May 5, 2003

from America day by day, written about Simone de Beauvior's 1947 jaunt across America. The book was published in France in 1948. An English language version was translated by Carol Cosman, and published by the University of California press in 1999:

from the May 3, 1947 entry:

"As in all big cities, people use a lot of drugs in New York. Cocaine, opium, and heroin have a specialized clientele, but there's a mild stimulant that's commonly used, even though it's illegal -- marijuana. Almost everywhere, especially in Harlem, marijuana cigarettes are sold under the counter. Jazz musicians who need to maintain a high level of intensity for nights at a time use it readily. It hasn't been found to cause any physiological problems; the effect is almost like that of Benzedrine, and this substance seems to be less harmful than alcohol.

"I am less interested in tasting marijuana itself than in being at one of the gatherings where its smoked. No sooner have I stated my wish than it is granted; American willingness to oblige is truly inexhaustible. Z. is going to join some friends who are 'vipers,' that is, habitual smokers; they are going to a party today. When he comes to pick me up this evening, he tells me that the gathering began in the middle of the afternoon: these sessions last a long time because marijuana seems to make time speed up. He himself has already smoked one cigarette, though nothing in his demeanor gives any hint of this.

"I'm astonished that Z. is taking me to one of the largest hotels in New York...The elevator takes up up to the fifth floor; we knock on the door. A circumspect voice asks, 'who's there?' We give our names; the door is quickly opened and shut again....

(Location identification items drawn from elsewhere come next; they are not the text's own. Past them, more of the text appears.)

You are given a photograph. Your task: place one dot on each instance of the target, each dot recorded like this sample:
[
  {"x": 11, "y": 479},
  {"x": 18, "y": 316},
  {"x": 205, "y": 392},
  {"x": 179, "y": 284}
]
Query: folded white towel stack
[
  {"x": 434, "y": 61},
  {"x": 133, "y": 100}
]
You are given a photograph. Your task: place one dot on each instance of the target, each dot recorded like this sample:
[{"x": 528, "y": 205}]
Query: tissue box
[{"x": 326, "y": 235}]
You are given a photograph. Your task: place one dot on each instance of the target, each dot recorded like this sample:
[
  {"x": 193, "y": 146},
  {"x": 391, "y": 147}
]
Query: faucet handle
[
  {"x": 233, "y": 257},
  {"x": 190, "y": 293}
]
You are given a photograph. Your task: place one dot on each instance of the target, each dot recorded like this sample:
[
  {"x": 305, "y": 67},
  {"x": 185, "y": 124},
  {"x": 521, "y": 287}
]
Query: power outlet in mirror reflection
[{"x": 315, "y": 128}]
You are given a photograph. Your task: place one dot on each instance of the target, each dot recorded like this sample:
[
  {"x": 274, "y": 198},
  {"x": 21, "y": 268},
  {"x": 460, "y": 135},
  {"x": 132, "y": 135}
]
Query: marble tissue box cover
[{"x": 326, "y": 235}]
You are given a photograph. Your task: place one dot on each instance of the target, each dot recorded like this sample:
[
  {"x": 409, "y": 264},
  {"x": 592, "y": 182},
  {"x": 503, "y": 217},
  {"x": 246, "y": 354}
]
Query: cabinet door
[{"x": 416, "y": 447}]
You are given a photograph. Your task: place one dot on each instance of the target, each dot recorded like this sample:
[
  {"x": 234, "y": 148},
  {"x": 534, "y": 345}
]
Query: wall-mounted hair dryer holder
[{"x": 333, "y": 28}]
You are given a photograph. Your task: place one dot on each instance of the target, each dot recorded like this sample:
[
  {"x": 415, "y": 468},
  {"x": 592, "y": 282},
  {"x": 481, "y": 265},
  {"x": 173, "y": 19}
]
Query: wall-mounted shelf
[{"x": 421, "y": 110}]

from the May 8, 1947 entry:

"Whatever the deeper reason for the situation of American intellectuals, many of them certainly suffer as a result. L.W. told me spitefully the other day that French, Italian, and English writers are jealous because each resents the success of the other, but American writers detest one another because each sees in the other the image of his own failure and wretchedness. In part it's this bitterness, which turns into an inferiority complex, that prevents them from having bold aims and showing themselves worthy of a greater influence. Here, again, one finds the same vicious circle as among university professors. I've heard them deplore the fact that the League of Writers has so persistently shown itself to be beneath its task. Its meetings are confined to questions of money and interest: How can we improve the distribution of books? How should the publisher advertise the publication of a book in a magazine? Discussions of ideas, if they ever occur, rarely rise above such themes as 'Is writing fun?' or 'Is writing pleasure?'

from the May 19, 1947 entry:

"And inherent in what I like and what I loathe about [America] is something fascinating: the enormous opportunities and risks America runs today and the world along with it. All human problems are posed here on a gigantic scale; and to a great degree, the solutions they find here will illuminate these problems, retrospectively, in a moving way or swallow them up in the night of indifference. yes, I believe that this is what moves me so strongly at the moment of my departure: America is one of the pivotal points of the world, where the future of man is being played out. To 'like' America, to 'dislike' it -- these words have no meaning. It is a battlefield, and you can only become passionate about the battle it is waging with itself, in which the stakes are beyond measure."